Мариетта подошла к государю; он протянул ей свою хрустальную кружку с пивом, и танцовщица с грациозным поклоном омочила губы душистой влагой.
– Это – первое вознаграждение, – воскликнул Пётр Фёдорович, отнимая у неё кружку, – но ты заслужила большего. Садись возле меня, ты должна занять почётное место, теперь уже чины не почитаются. Красота одна имеет своё право, и самая красивая должна сидеть рядом со мной.
Он обхватил артистку руками, причём тяжеловесно качнулся вперёд, и посадил её рядом с собой. Затем он обнял Мариетту ещё крепче и громко поцеловал в самые губы; при этом он чуть не упал и, несомненно, увлёк бы её в своём падении, если бы она быстро не поддержала его и не усадила обратно на стул.
– А ты умеешь целоваться, да, умеешь! – сказал Пётр Фёдорович. – Я буду целовать тебя часто. Ты не должна больше танцевать на сцене, ты будешь только предо мной показывать своё искусство; я оставляю тебя здесь. Ты будешь моей маленькой жёнушкой.

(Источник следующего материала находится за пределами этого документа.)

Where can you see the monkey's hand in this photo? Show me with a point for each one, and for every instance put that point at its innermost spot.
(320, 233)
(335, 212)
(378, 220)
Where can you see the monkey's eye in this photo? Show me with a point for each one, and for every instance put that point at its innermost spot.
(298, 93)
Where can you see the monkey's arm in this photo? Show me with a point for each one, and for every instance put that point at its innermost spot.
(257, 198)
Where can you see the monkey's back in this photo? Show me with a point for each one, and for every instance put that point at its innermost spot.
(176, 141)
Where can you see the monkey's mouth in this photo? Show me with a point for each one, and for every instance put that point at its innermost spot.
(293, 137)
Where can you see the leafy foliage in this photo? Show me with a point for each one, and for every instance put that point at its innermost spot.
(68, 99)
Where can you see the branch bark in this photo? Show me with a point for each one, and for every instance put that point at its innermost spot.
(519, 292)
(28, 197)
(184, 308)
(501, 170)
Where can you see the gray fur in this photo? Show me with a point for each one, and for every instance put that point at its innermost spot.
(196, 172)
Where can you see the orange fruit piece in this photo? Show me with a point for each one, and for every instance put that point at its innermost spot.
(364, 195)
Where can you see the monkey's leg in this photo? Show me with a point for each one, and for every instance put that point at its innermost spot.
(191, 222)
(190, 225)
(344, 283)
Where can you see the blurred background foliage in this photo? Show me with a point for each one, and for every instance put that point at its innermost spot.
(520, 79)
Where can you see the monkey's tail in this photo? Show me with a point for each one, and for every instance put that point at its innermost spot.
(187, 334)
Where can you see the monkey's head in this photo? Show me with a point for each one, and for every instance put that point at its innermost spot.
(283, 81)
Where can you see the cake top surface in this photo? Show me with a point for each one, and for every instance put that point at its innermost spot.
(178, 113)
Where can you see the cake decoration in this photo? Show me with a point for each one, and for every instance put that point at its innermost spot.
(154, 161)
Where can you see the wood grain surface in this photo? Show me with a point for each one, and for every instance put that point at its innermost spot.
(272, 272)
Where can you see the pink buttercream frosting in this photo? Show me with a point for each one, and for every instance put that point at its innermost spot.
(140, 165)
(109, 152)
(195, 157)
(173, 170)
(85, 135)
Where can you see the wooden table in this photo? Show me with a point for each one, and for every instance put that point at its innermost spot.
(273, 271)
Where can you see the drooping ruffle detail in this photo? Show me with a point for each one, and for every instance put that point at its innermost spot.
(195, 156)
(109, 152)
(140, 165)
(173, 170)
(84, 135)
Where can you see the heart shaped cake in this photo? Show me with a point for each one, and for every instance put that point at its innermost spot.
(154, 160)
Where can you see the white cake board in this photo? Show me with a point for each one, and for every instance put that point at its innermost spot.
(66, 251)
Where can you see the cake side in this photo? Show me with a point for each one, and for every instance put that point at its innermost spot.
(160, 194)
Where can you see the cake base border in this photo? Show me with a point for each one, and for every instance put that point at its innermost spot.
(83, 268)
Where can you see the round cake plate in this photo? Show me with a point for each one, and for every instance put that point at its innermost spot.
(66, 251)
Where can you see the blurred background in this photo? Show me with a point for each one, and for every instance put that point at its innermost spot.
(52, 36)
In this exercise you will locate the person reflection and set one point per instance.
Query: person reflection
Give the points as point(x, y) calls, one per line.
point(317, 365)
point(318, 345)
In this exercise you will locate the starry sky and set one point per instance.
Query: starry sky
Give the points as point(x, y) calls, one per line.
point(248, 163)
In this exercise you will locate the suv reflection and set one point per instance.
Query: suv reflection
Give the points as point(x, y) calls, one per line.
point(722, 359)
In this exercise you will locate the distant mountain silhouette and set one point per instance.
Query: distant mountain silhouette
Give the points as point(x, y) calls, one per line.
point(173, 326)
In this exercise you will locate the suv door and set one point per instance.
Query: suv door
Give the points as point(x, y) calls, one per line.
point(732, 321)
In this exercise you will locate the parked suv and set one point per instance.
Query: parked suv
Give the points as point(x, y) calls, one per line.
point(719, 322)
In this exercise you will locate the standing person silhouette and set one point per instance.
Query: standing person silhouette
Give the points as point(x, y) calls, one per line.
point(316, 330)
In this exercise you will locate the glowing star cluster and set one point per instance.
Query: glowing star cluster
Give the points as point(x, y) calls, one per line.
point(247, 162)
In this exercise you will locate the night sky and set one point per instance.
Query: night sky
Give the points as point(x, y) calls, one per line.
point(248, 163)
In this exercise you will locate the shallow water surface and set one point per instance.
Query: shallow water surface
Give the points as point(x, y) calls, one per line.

Он снова притянул к себе танцовщицу и опять поцеловал её в губы. Остальные почти не обращали внимания на эту сцену, проходившую незаметно среди всеобщего веселья и гула. Но Бломштедт смертельно побледнел; весь дрожа, он держался за спинку стула, его взоры, горевшие дикой угрозой, были направлены на государя; казалось, что он готов был броситься вперёд и вырвать Мариетту из рук Петра Фёдоровича. Но графиня Воронцова предупредила его. Она поспешно обогнула стол, крепко схватила руку танцовщицы и с силой отбросила её в сторону, причём с дико горящими глазами закричала хриплым голосом:
– Что ты позволяешь себе, бессовестная плясунья? Как ты осмеливаешься занимать не подобающее тебе место около его императорского величества?
Мариетта встретила эти гневные взоры таким же злобным выражением в глазах; можно было ожидать, что в следующее мгновение обе женщины вступят в схватку, и остальные актрисы уже смотрели с злорадством на смелую танцовщицу. Но Пётр Фёдорович уже поднялся со своего места, он тяжело опирался одной рукой о спинку стула, его лицо под влиянием внезапно вспыхнувшей ярости получило почти фиолетовую окраску; он поднял кулак и, несомненно, ударил бы графиню Воронцову, если бы та быстро не уклонилась в сторону.
– Как ты смеешь, Романовна? – закричал он. – Так-то ты ценишь мою доброту и снисходительность к тебе? Убирайся вон отсюда, или я велю высечь тебя, велю Нарциссу выгнать тебя и запереть в свою комнату. Поди сюда, девочка! Не бойся её, она ничего тебе не сделает; я здесь, чтобы защитить тебя.